I'm guessing the answer is "Yes", so let's ditch the stress and do a review:
• Check the forecast before you go. Remember to check the wind as well as any potential precipitation, lightning forecast, etc.
• Know the limitations of your child's paddling expertise. Depending on age, experience, and wind speeds, you may want to consider a few options instead of sending a kid out to paddle on their own.
• Tandem paddling with an adult. My kids have been paddling their own equipment since they were 3 years old, but they were raised to know how to use the gear by paddling with an adult first.
• Having a type of tow rope to connect their water craft to yours, if you are a strong and experienced paddler that doesn't mind the workout.
• Make sure you have appropriate personal flotation device (PFD) sizes. Arm floaties are not going to cut it. If you have an infant or smaller child, consider having a PFD with a handle to grab the child if they fall off your water craft. Some life vests have a strap you can bring between the legs and a head rest to give added support. Of course, Dig Paddlesports rents and sells these items. Every individual on the watercraft need to have a PFD. ALWAYS make sure your child has theirs on when they are on the water. Another day, I will do a whole blog just about PFDs.
• If budget allows, get a guide or instructor to teach some tips and techniques you might not know. Trust me. Just the other day, a cute family came to enjoy the lake, and it was a breezy day with some gusts. Most people, especially kids, struggle in those conditions, but they had hired one of our guides to take them out. Best decision of their day! Not only did they not cancel due to the breeze, they had an instructor and guide teaching them how to hold the paddle, where to go, and encouraging the kids all the way. What could have been a major disappointment for the day's plans ended up being the best day, ever. Plus, having an experienced guide with the right certification and safety training created a much better day on the water for all of them. The guide also provided a light picnic. Yes, we do that here at Dig as well! Ask about guided tours and instruction.
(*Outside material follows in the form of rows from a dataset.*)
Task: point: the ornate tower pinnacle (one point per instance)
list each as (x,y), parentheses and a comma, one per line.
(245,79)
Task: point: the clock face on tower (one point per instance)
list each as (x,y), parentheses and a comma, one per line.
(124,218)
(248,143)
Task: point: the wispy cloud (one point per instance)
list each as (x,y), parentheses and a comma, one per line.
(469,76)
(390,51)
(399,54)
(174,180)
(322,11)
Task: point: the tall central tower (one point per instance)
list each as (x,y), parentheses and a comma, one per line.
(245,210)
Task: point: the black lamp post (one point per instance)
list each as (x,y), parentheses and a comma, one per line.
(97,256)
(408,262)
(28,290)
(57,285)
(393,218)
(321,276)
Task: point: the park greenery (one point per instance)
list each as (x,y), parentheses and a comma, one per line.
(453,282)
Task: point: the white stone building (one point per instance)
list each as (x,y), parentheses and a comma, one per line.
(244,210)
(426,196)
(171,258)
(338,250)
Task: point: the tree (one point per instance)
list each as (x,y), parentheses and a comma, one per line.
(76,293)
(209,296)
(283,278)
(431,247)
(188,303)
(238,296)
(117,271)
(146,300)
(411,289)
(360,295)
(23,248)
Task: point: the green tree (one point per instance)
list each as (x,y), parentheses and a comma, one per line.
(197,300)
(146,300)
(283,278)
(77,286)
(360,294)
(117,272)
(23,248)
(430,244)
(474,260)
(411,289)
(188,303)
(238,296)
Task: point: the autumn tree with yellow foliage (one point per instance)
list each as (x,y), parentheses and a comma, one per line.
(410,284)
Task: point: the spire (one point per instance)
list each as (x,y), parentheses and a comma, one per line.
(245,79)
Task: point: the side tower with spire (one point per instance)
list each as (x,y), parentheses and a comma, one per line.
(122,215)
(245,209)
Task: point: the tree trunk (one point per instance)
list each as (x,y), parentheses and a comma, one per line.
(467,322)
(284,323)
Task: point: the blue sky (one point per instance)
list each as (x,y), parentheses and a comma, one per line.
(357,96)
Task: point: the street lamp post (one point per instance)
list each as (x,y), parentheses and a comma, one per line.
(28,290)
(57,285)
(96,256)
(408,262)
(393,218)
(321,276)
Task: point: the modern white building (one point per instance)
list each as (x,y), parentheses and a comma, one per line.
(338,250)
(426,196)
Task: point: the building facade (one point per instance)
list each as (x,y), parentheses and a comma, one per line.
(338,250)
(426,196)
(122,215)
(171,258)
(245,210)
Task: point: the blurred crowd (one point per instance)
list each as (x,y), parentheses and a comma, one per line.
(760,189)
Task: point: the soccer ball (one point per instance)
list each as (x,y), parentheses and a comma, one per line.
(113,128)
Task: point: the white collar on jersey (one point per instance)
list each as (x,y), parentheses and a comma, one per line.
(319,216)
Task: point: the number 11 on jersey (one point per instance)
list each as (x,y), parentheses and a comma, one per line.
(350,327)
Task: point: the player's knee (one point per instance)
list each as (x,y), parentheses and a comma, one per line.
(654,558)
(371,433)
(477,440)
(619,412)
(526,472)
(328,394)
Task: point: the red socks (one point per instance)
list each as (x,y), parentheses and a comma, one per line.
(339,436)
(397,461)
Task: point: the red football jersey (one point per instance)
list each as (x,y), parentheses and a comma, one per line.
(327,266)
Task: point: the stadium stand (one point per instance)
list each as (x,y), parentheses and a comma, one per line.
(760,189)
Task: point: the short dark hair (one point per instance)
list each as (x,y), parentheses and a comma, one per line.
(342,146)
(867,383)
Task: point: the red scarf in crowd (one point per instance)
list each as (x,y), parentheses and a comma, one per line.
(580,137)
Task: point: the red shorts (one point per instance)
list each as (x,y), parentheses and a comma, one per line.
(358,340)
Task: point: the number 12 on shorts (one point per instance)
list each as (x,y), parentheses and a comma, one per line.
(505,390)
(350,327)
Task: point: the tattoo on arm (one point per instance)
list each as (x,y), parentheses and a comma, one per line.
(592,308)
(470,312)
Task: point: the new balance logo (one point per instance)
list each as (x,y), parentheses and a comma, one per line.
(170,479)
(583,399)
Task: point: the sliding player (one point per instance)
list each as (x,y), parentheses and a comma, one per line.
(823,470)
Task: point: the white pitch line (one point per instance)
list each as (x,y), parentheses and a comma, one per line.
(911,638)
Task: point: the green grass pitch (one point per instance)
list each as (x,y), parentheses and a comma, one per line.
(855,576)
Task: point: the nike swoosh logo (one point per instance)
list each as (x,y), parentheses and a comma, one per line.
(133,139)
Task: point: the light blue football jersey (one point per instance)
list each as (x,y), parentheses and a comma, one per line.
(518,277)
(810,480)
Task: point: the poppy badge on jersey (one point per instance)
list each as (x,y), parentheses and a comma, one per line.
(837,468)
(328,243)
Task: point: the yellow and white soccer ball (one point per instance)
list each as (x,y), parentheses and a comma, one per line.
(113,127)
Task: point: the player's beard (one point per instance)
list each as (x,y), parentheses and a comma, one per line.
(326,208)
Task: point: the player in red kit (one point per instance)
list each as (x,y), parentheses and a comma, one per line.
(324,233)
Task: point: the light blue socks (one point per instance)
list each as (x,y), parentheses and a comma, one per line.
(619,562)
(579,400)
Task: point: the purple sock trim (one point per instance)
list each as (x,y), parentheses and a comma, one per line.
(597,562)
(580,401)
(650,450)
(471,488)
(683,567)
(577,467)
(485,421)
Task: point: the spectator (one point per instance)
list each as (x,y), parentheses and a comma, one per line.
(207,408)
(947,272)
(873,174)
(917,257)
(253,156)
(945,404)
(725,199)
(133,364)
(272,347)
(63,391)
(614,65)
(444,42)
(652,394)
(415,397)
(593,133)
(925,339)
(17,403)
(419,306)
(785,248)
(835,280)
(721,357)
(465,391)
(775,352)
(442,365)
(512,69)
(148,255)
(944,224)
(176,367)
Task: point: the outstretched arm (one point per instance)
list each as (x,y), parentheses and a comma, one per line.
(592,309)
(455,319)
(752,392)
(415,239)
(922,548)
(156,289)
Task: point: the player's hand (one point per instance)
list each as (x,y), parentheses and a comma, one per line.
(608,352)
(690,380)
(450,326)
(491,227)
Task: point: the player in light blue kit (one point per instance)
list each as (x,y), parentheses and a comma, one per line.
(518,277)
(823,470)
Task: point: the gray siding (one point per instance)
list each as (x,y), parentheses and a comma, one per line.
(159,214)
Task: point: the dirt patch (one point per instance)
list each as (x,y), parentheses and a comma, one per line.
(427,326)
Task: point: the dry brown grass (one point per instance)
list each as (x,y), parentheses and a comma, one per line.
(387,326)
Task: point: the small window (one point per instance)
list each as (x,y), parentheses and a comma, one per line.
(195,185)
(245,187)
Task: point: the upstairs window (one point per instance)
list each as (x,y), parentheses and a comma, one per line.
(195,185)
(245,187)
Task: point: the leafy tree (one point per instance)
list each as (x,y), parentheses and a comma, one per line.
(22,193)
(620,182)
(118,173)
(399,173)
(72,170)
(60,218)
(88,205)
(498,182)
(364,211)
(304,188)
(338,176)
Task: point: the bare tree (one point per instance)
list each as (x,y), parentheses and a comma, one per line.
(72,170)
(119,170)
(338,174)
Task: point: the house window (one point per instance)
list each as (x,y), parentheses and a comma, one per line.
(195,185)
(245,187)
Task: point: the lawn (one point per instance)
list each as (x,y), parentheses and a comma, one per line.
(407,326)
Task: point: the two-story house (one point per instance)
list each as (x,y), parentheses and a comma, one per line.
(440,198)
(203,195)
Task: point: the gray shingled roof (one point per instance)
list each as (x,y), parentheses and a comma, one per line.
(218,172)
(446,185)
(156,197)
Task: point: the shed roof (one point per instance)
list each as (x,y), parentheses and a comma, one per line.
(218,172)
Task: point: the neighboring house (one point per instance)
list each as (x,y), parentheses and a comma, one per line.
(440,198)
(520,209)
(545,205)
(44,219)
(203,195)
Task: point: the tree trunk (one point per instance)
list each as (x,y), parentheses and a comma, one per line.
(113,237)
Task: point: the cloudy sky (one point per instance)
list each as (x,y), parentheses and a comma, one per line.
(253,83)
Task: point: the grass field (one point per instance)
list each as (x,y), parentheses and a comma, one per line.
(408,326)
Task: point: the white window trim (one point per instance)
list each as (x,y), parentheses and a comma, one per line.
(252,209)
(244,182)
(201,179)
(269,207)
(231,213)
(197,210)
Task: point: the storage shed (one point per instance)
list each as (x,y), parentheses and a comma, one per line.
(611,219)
• KIDS CAMP! This camp is great for kids 8 and above that really want to be paddling on their own without mom or dad always taking them out. We focus mostly on stand up paddle instruction, but there will also be kayaking. You will be amazed at how much better of a paddler your child becomes from just a few weeks with our instructors. When a child is taught HOW to paddle, they can handle a moderate breeze a lot better than a child just sent out on your new new toys for the first time. Imagine this for a moment, You just bought a new stand up paddleboard and are excited to get on the water. You live near a town called Hurricane, Utah... called Hurricane for a reason... A windy place, perhaps. You get to the lake and are excited to play, and after sending your cute 10 year-old out on the water, the wind comes up. Pretty normal day here at the lake. Your kid might not know there are tricks to how to stand, how deep to put the paddle in, how wide the hands should be placed, etc... "Kid A" has never been to Kids Camp. "Kid B" went to Kids Camp last summer. Guess who will make it back with confidence? It's the best safety thing for you to invest in to be able to relax a little more at the lake while the "littles" recreate with capability.
• Know the lay of the land. If it is your first time at that body of water, get to know the nooks and crannies and creek and inlets. It's another great reason to get a guide to show you the area. Make a float plan with your independent kids and find out where they will be headed and when they will be back. If possible, have them bring a dry bag with a 2-way radio so you can reach them, and have them pack snacks and enough drinking water for the excursion.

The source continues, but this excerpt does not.